Lorsque ta maison commence à revivre, que les volets s’ouvrent, je vois arriver au bout de quelques minutes les chats du voisinage. Ils passent doucement devant les fenêtres de la cuisine, regardent d’un air entendu, visiblement satisfaits de te savoir revenue.
Je voudrais alors leur apporter un démenti, les informer rapidement qu’ils se trompent, que tu n’es pas là et que je ne saurais te remplacer. Tu leur parlais, tu leur donnais un reste de purée, une rondelle de saucisse. Entre eux et toi s’était instaurée une relation que je ne connais pas.

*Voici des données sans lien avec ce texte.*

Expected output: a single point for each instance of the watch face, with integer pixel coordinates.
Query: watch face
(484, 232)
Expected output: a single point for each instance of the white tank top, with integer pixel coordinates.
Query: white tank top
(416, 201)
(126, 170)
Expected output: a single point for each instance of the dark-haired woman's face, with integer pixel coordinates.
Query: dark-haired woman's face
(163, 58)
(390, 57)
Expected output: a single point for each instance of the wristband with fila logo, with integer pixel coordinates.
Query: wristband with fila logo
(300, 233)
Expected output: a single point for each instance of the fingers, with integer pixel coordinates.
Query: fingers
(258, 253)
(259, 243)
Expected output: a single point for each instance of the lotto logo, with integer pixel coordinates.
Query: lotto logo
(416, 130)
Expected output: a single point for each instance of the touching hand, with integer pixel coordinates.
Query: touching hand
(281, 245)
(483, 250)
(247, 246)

Lorsque j’ai bêché le jardin, j’ai vu sautiller tout près de moi un rouge-gorge, j’ai eu un coup au coeur, car souvent tu me parlais du rouge-gorge qui restait près de toi pendant que tu jardinais. Il guettait les vers que tu libérais en retournant la terre. Tu me disais qu’il venait tout près de toi.
J’étais touchée de le voir à mon tour, un peu gênée de n’être pas toi, voulant presque m’excuser de n’être pas toi et de ne pas pouvoir prolonger ce lien d’habitudes. Je me suis sentie très petite devant cet oiseau qui t’avait connue et qui pensait te retrouver.
Plus tard dans l’après-midi, lorsque j’ai mis les légumes en cave, j’y ai entendu un bruit étrange. J’ai vu le crapaud tout foncé dont tu m’avais souvent parlé. Sie labt nimm, mini Mama labt nimm, lui ai-je dit. “Elle ne vit plus, ma Maman ne vit plus”.
Comme tout cela sonne étrange.
Tu as disparu et ces petits animaux qui furent tes compagnons du quotidien te survivent.
Et j’affronte leur regard avec un rien de gêne et beaucoup d’émotion.